AS STUDENTS AND YOUNGSTERS PARTY ...THE PANIC-BUYING’S ALREADY BEGUN TALE OF TWO CORONA BRITAINS
IT was a weekend of contrasts that displayed the reckless arrogance of youth – and growing concern among older Britons.
While students spilled out of bars and thronged in the streets on Freshers’ Week, shoppers were stripping shelves bare.
In scenes that harked back to the stockpiling earlier in the year ahead of March’s lockdown, Britons were seen leaving supermarkets with their trolleys piled high with bumper packs of toilet roll.
Amid fears of ‘lockdown-lite’, the British Retail Consortium (BRC) insists grocery supply lines are much stronger now and is confident shortages can be avoided.
But there has already been a massive increase in demand for online shopping slots and home deliveries, while photographs have been posted online of empty shelves at stores.
Morrisons is putting more marshals on doors to manage queues and help customers.
Andrew Opie, director of food and sustainability at the BRC, said it was important that people are considerate when shopping.
‘Supply chains are stronger than ever before and we do not anticipate any issues in the availability of food or other goods under any future lockdown,’ he said.

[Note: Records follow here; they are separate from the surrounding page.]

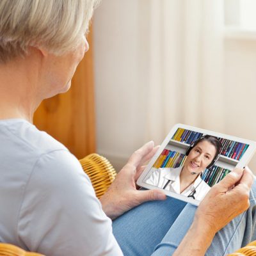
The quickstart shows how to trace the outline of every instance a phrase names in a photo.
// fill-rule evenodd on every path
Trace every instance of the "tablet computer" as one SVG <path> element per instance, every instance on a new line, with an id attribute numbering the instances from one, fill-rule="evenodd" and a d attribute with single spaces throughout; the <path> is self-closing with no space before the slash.
<path id="1" fill-rule="evenodd" d="M 255 150 L 253 141 L 178 124 L 137 184 L 198 205 L 212 186 L 236 167 L 246 166 Z"/>

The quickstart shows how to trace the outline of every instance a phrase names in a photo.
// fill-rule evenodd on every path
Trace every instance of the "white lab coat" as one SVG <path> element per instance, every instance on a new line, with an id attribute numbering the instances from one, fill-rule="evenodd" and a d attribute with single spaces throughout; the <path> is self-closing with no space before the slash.
<path id="1" fill-rule="evenodd" d="M 182 170 L 182 166 L 177 168 L 152 168 L 149 175 L 146 177 L 145 182 L 159 188 L 163 188 L 168 180 L 170 180 L 165 189 L 177 194 L 184 195 L 186 196 L 191 195 L 195 189 L 195 198 L 198 200 L 202 200 L 210 190 L 211 187 L 201 179 L 200 175 L 198 175 L 193 184 L 180 193 L 180 174 Z"/>

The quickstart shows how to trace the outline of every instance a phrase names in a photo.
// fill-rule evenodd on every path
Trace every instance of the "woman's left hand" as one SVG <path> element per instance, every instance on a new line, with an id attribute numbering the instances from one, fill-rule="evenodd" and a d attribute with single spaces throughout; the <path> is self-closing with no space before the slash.
<path id="1" fill-rule="evenodd" d="M 158 147 L 154 147 L 154 142 L 150 141 L 135 151 L 100 198 L 103 211 L 112 220 L 144 202 L 166 199 L 166 195 L 159 190 L 140 191 L 136 185 L 145 169 L 143 164 L 151 159 L 157 149 Z"/>

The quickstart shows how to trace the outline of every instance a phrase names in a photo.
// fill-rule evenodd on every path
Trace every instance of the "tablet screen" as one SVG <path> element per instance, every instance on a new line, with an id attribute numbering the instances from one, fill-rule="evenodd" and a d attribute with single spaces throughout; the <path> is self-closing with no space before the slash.
<path id="1" fill-rule="evenodd" d="M 246 165 L 255 149 L 254 141 L 176 125 L 138 184 L 198 204 L 234 168 Z"/>

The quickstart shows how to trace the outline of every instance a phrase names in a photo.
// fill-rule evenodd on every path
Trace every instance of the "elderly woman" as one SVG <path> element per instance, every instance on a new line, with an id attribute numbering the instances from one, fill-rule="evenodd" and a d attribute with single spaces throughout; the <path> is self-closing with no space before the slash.
<path id="1" fill-rule="evenodd" d="M 132 254 L 129 248 L 134 253 L 142 248 L 140 255 L 146 255 L 146 247 L 158 244 L 154 255 L 171 255 L 182 239 L 175 254 L 204 255 L 215 234 L 248 208 L 250 170 L 235 170 L 227 175 L 196 211 L 174 200 L 134 208 L 165 199 L 157 190 L 136 189 L 142 164 L 157 150 L 149 142 L 132 154 L 100 202 L 76 157 L 32 124 L 42 100 L 68 90 L 88 49 L 84 35 L 96 2 L 0 1 L 0 241 L 47 255 L 122 255 L 111 218 L 123 214 L 114 223 L 114 231 L 125 255 Z M 250 202 L 252 208 L 255 201 Z M 163 214 L 156 215 L 152 207 Z M 148 222 L 152 218 L 154 223 Z M 244 237 L 241 227 L 245 223 L 247 236 L 253 224 L 250 218 L 243 213 L 235 218 L 217 233 L 213 244 L 227 246 L 232 237 L 239 237 L 238 231 Z M 172 228 L 180 220 L 183 226 L 173 236 Z M 147 229 L 136 237 L 135 228 L 129 228 L 151 224 L 157 228 L 150 237 Z M 120 229 L 124 225 L 127 228 Z M 225 238 L 218 239 L 222 234 Z M 245 240 L 250 239 L 248 235 Z"/>

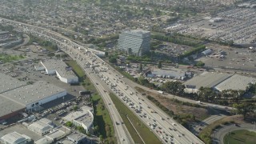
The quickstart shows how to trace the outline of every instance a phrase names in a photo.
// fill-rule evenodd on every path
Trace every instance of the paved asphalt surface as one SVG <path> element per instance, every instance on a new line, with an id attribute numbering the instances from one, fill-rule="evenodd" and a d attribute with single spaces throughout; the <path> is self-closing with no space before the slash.
<path id="1" fill-rule="evenodd" d="M 203 121 L 200 122 L 197 125 L 194 126 L 194 130 L 192 131 L 193 134 L 198 135 L 200 132 L 200 129 L 204 129 L 207 126 L 210 125 L 211 123 L 214 122 L 215 121 L 218 121 L 221 118 L 223 118 L 226 117 L 226 115 L 224 114 L 215 114 L 211 115 L 210 117 L 208 117 L 207 118 L 204 119 Z"/>
<path id="2" fill-rule="evenodd" d="M 146 86 L 141 86 L 128 78 L 124 78 L 124 80 L 126 81 L 126 82 L 133 86 L 133 87 L 140 87 L 142 89 L 144 89 L 146 91 L 150 91 L 150 92 L 152 92 L 152 93 L 155 93 L 155 94 L 159 94 L 158 93 L 158 90 L 151 90 L 148 87 L 146 87 Z M 163 97 L 166 97 L 168 98 L 176 98 L 179 101 L 182 101 L 182 102 L 190 102 L 190 103 L 197 103 L 197 101 L 195 100 L 193 100 L 193 99 L 189 99 L 189 98 L 182 98 L 182 97 L 178 97 L 178 96 L 176 96 L 176 95 L 173 95 L 173 94 L 161 94 L 162 96 Z M 214 108 L 214 109 L 217 109 L 217 110 L 233 110 L 234 108 L 233 107 L 229 107 L 229 106 L 221 106 L 221 105 L 216 105 L 216 104 L 212 104 L 212 103 L 207 103 L 207 102 L 201 102 L 202 105 L 203 106 L 209 106 L 209 107 L 212 107 L 212 108 Z"/>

‘Nonetheless, we urge consumers to be considerate of others and shop as they normally would.’
Tesco said it has good availability in stores and online, and has not experienced any shortages.
A spokesman for the chain said: ‘We have more than doubled our online capacity from around 600,000 weekly slots at the start of the crisis to 1.5 million now.’
There have so far been no reports of renewed panic buying anywhere in Scotland.
But with new restrictions expected to be put in place today,
fears are growing that shelves north of the Border will also start to empty.
However, the thought of another lockdown seemed far from the minds of young people as they congregated in the streets.
In Manchester, three young women linked arms and giggled as they staggered through the city centre.
And a Sunday night in Newcastle looked like business as usual, with flocks of revellers gathering outside pubs – despite the 10pm curfew in the North East.
There have also been reports of students attending banned mass parties in Manchester, Oxford as well as newly-arrived students in Glasgow attending Freshers’ week bashes.
A group of students were found hiding in cupboards after police stormed a house party in Glasgow last week.
Police were called to the party at an address in the Hyndland area of the city in the early hours of Saturday morning.
Officers, who were being shadowed by Mail on Sunday journalists, began opening doors to cupboards and bedrooms at the house only to find ‘grinning students’ who had attempted to hide – some of whom were ‘demanding to see warrants’.
To try to avoid any virus outbreaks, another top university is urging its students to do their socialising in specially-erected marquees, rather than the usual crowded pubs and bars.
Professor Tim Quine, deputy Vice-Chancellor for education at the University of Exeter, said that he hoped students would use the well-ventilated marquees on campus instead of heading to the city centre.
He said: ‘We’re looking at ways that students can use those socially in the evening to try and keep within the rule of six, but also give them opportunities to spend time on campus rather than going into the city because we are aware that our neighbours are nervous about the arrival of students.’